Use Flow for data aggregation

I am thinking of using Flow for data aggregation.

I have a large a mount of data, Lets say the CPU usage statistics across 100+ servers. Every 1 min, each server, each core will have a some CPU metrics collected, such as

     server1, cpu0, 00:01, 0.6, 0.4, 0.0
     server1, cpu1, 00:01, 0.6, 0.4, 0.0 
     server1, cpu2, 00:01, 0.6, 0.4, 0.0
     server1, cpu3, 00:01, 0.6, 0.4, 0.0
     server2, cpu0, 00:01, 0.6, 0.4, 0.0
     server2, cpu1, 00:01, 0.6, 0.4, 0.0 
     server2, cpu2, 00:01, 0.6, 0.4, 0.0
     server2, cpu3, 00:01, 0.6, 0.4, 0.0

     server1, cpu0, 00:02, 0.6, 0.4, 0.0
     server1, cpu1, 00:02, 0.6, 0.4, 0.0 
     server1, cpu2, 00:02, 0.6, 0.4, 0.0
     server1, cpu3, 00:02, 0.6, 0.4, 0.0
     server2, cpu0, 00:02, 0.6, 0.4, 0.0
     server2, cpu1, 00:02, 0.6, 0.4, 0.0 
     server2, cpu2, 00:02, 0.6, 0.4, 0.0
     server2, cpu3, 00:02, 0.6, 0.4, 0.0

I use Flow to aggregate the above data into average of a interval configurable (say 5min, 10min, …)

  • Use partition custom hash function to hash the data by using (server name + cpu number) as the hash key
  • reduce into arrays
  • next, by using custom hash to partition the data into the time range 0-5, 5-10, 10-15…50-55, 55-60
  • reduce the array by summing the value up, rember the total count
  • calculate the average based on the sum and count

But this seems like I am still slurping all the data into memory first. is there any better/efficient way of doing?

Not sure if there is a limit on the number of partitions, in my case I will need to have 100*4 partitions.
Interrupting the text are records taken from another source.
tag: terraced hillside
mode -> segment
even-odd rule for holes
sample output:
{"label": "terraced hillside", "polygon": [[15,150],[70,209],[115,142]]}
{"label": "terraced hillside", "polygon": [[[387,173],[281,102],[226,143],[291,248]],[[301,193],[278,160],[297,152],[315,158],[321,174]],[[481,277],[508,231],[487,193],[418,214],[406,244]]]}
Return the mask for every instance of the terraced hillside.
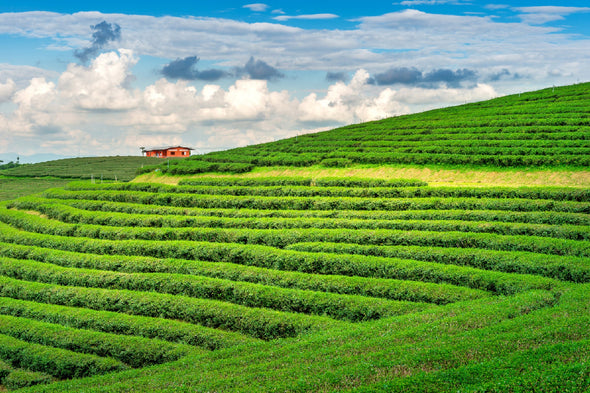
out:
{"label": "terraced hillside", "polygon": [[3,202],[0,381],[581,392],[589,213],[588,189],[343,178],[77,182]]}
{"label": "terraced hillside", "polygon": [[[589,89],[0,202],[0,391],[588,392]],[[350,175],[404,163],[553,186]]]}
{"label": "terraced hillside", "polygon": [[588,167],[590,83],[355,124],[176,164],[161,170],[240,173],[264,166],[356,164]]}

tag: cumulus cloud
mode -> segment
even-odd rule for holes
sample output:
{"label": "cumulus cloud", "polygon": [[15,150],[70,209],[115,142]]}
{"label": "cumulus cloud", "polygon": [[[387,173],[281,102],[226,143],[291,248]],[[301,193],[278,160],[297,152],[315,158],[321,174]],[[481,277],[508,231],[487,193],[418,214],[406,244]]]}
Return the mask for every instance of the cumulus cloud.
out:
{"label": "cumulus cloud", "polygon": [[285,77],[285,75],[279,72],[276,68],[268,65],[262,60],[255,60],[254,57],[250,57],[250,60],[248,60],[244,67],[236,68],[236,74],[238,76],[247,75],[250,79],[270,81]]}
{"label": "cumulus cloud", "polygon": [[229,74],[219,69],[209,69],[199,71],[196,68],[199,58],[197,56],[188,56],[184,59],[176,59],[166,64],[160,73],[170,79],[184,79],[184,80],[203,80],[216,81]]}
{"label": "cumulus cloud", "polygon": [[424,74],[424,82],[436,84],[444,83],[447,86],[458,87],[463,81],[474,81],[477,72],[463,68],[461,70],[436,69]]}
{"label": "cumulus cloud", "polygon": [[89,67],[70,64],[59,77],[63,98],[86,110],[125,110],[137,105],[128,88],[133,79],[131,68],[138,59],[131,50],[119,49],[99,55]]}
{"label": "cumulus cloud", "polygon": [[138,146],[170,141],[208,151],[493,93],[483,85],[471,90],[383,88],[370,84],[362,69],[350,82],[336,81],[325,94],[302,99],[272,91],[267,80],[250,75],[227,88],[207,84],[197,89],[184,79],[161,78],[137,89],[129,82],[137,61],[132,51],[119,49],[100,54],[88,66],[68,65],[57,83],[33,78],[19,89],[7,81],[1,86],[16,109],[0,114],[7,131],[3,138],[8,144],[62,154],[80,146],[86,149],[82,154],[89,154],[88,149],[92,154],[136,154]]}
{"label": "cumulus cloud", "polygon": [[328,88],[323,98],[316,93],[305,97],[298,110],[306,122],[345,122],[375,120],[394,114],[407,113],[408,107],[392,99],[390,89],[372,91],[369,73],[358,70],[350,83],[337,82]]}
{"label": "cumulus cloud", "polygon": [[74,52],[74,56],[83,63],[95,56],[109,42],[118,41],[121,38],[121,26],[116,23],[111,24],[103,20],[99,24],[90,26],[90,29],[92,29],[90,46]]}
{"label": "cumulus cloud", "polygon": [[487,80],[490,82],[498,82],[501,80],[517,80],[522,79],[523,76],[519,73],[510,72],[508,69],[503,68],[499,71],[494,71],[487,76]]}

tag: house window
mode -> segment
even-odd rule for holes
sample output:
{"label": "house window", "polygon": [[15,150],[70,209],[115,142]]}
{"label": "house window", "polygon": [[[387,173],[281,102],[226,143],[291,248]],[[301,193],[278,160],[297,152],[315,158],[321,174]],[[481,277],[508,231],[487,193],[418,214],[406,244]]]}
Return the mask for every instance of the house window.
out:
{"label": "house window", "polygon": [[173,156],[173,155],[175,155],[175,154],[176,154],[176,152],[173,152],[173,151],[171,151],[171,152],[170,152],[170,155],[171,155],[171,156]]}

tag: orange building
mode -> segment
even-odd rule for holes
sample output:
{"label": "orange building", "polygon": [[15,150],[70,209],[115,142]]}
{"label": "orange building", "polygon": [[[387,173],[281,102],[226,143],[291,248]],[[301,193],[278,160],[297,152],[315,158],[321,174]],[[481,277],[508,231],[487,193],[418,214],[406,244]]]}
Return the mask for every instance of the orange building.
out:
{"label": "orange building", "polygon": [[158,157],[158,158],[182,158],[188,157],[191,155],[191,150],[194,150],[190,147],[184,146],[172,146],[172,147],[162,147],[162,148],[155,148],[144,150],[142,149],[142,153],[145,153],[146,157]]}

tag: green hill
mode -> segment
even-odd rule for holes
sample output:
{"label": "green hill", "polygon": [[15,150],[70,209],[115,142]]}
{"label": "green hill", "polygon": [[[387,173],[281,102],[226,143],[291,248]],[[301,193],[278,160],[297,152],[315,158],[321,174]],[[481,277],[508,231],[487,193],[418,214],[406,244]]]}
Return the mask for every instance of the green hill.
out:
{"label": "green hill", "polygon": [[417,164],[588,167],[590,83],[355,124],[193,156],[170,174],[254,167]]}
{"label": "green hill", "polygon": [[94,179],[129,181],[135,177],[138,169],[144,165],[161,163],[158,158],[116,156],[66,158],[23,164],[15,168],[0,171],[0,175],[11,177],[56,177],[65,179]]}
{"label": "green hill", "polygon": [[[580,86],[529,96],[585,96]],[[391,137],[436,113],[512,108],[494,102],[520,101],[354,127],[395,123]],[[579,130],[548,134],[573,152],[587,110],[569,113]],[[475,119],[445,116],[446,128]],[[588,392],[590,188],[440,186],[329,166],[264,176],[204,161],[272,146],[296,157],[302,141],[372,134],[354,127],[170,166],[258,176],[76,181],[0,202],[0,391]]]}

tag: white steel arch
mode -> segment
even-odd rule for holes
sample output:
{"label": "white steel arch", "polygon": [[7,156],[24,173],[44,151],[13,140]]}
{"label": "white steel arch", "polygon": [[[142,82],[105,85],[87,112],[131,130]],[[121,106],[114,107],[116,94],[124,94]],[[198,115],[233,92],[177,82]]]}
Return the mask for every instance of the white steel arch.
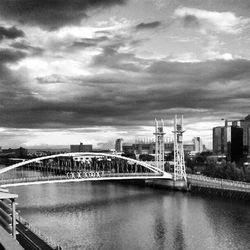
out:
{"label": "white steel arch", "polygon": [[141,166],[153,171],[154,173],[162,173],[163,175],[167,174],[163,170],[158,169],[158,168],[156,168],[156,167],[154,167],[154,166],[152,166],[152,165],[150,165],[148,163],[145,163],[143,161],[138,161],[138,160],[127,158],[127,157],[120,156],[120,155],[106,154],[106,153],[94,153],[94,152],[63,153],[63,154],[42,156],[42,157],[34,158],[34,159],[31,159],[31,160],[26,160],[26,161],[23,161],[23,162],[19,162],[19,163],[13,164],[11,166],[5,167],[3,169],[0,169],[0,174],[6,173],[6,172],[8,172],[10,170],[13,170],[13,169],[16,169],[18,167],[24,166],[24,165],[29,164],[29,163],[37,162],[37,161],[42,161],[42,160],[47,160],[47,159],[54,159],[54,158],[58,158],[58,157],[75,157],[75,156],[113,157],[113,158],[123,159],[123,160],[127,160],[127,161],[130,161],[130,162],[136,163],[138,165],[141,165]]}

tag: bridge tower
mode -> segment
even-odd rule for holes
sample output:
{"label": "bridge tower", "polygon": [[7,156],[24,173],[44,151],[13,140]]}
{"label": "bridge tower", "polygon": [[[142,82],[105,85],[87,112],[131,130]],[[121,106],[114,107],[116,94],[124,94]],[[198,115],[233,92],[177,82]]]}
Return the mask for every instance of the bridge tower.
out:
{"label": "bridge tower", "polygon": [[164,122],[155,119],[155,165],[164,171]]}
{"label": "bridge tower", "polygon": [[174,117],[174,180],[187,180],[183,149],[183,116]]}

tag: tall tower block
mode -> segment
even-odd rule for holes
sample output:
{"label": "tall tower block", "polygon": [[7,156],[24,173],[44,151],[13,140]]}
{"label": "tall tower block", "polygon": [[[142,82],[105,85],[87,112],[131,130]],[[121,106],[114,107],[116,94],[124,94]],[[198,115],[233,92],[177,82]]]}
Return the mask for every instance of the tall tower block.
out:
{"label": "tall tower block", "polygon": [[183,150],[183,116],[174,117],[174,180],[187,180]]}
{"label": "tall tower block", "polygon": [[164,171],[164,122],[155,119],[155,164],[156,167]]}

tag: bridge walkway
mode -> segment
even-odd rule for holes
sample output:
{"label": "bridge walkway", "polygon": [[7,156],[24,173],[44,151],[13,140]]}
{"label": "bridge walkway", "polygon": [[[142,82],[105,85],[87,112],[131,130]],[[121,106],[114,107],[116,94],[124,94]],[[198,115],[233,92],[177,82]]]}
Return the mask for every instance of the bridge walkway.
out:
{"label": "bridge walkway", "polygon": [[247,182],[231,181],[193,174],[187,175],[187,180],[189,185],[193,187],[228,190],[250,194],[250,183]]}
{"label": "bridge walkway", "polygon": [[0,226],[0,249],[1,250],[24,250],[14,238]]}
{"label": "bridge walkway", "polygon": [[102,181],[102,180],[127,180],[127,179],[157,179],[166,178],[162,173],[92,173],[89,175],[78,175],[77,173],[71,175],[49,175],[49,176],[33,176],[12,179],[0,180],[1,187],[9,187],[15,185],[25,185],[25,183],[39,184],[39,183],[56,183],[56,182],[80,182],[80,181]]}
{"label": "bridge walkway", "polygon": [[31,226],[26,220],[18,216],[17,218],[17,240],[29,250],[55,250],[62,249],[38,229]]}

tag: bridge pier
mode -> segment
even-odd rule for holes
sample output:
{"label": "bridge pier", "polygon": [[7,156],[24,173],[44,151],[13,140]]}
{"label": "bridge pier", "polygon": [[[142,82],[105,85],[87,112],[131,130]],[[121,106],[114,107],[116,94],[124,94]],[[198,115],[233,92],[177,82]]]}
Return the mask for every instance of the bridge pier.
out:
{"label": "bridge pier", "polygon": [[151,187],[158,187],[163,189],[170,189],[175,191],[188,191],[188,183],[185,180],[166,180],[166,179],[155,179],[146,180],[146,185]]}

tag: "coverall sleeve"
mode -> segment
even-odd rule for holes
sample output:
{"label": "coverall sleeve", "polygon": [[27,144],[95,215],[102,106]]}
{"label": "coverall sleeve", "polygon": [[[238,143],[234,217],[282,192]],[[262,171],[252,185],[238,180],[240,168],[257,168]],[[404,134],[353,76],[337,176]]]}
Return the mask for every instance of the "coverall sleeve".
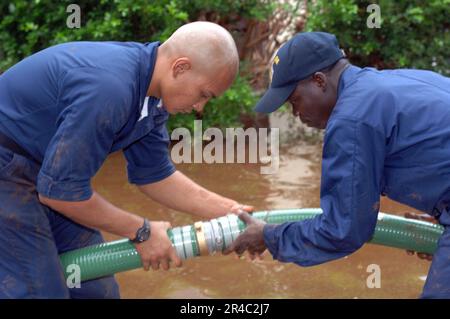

If the server number increaese and the cores changes, I need to update the total partitions. Is there a way to update the total # of partitions dynamically?

How should i construct the flow logic together by using two different partition as above (one to group server cpu, one to group by time range)?

Thanks.

Be aware that at this time Flow is single server. Use GenStage if you want distribution.

2 Likes

Nice catch, Flow is concurrent and not distributed. For what I understand, @josevalim plans for Flow were an easy way to go from lazy (Streams) to concurrent in processing lists. Going from concurrent to distributed is the next step.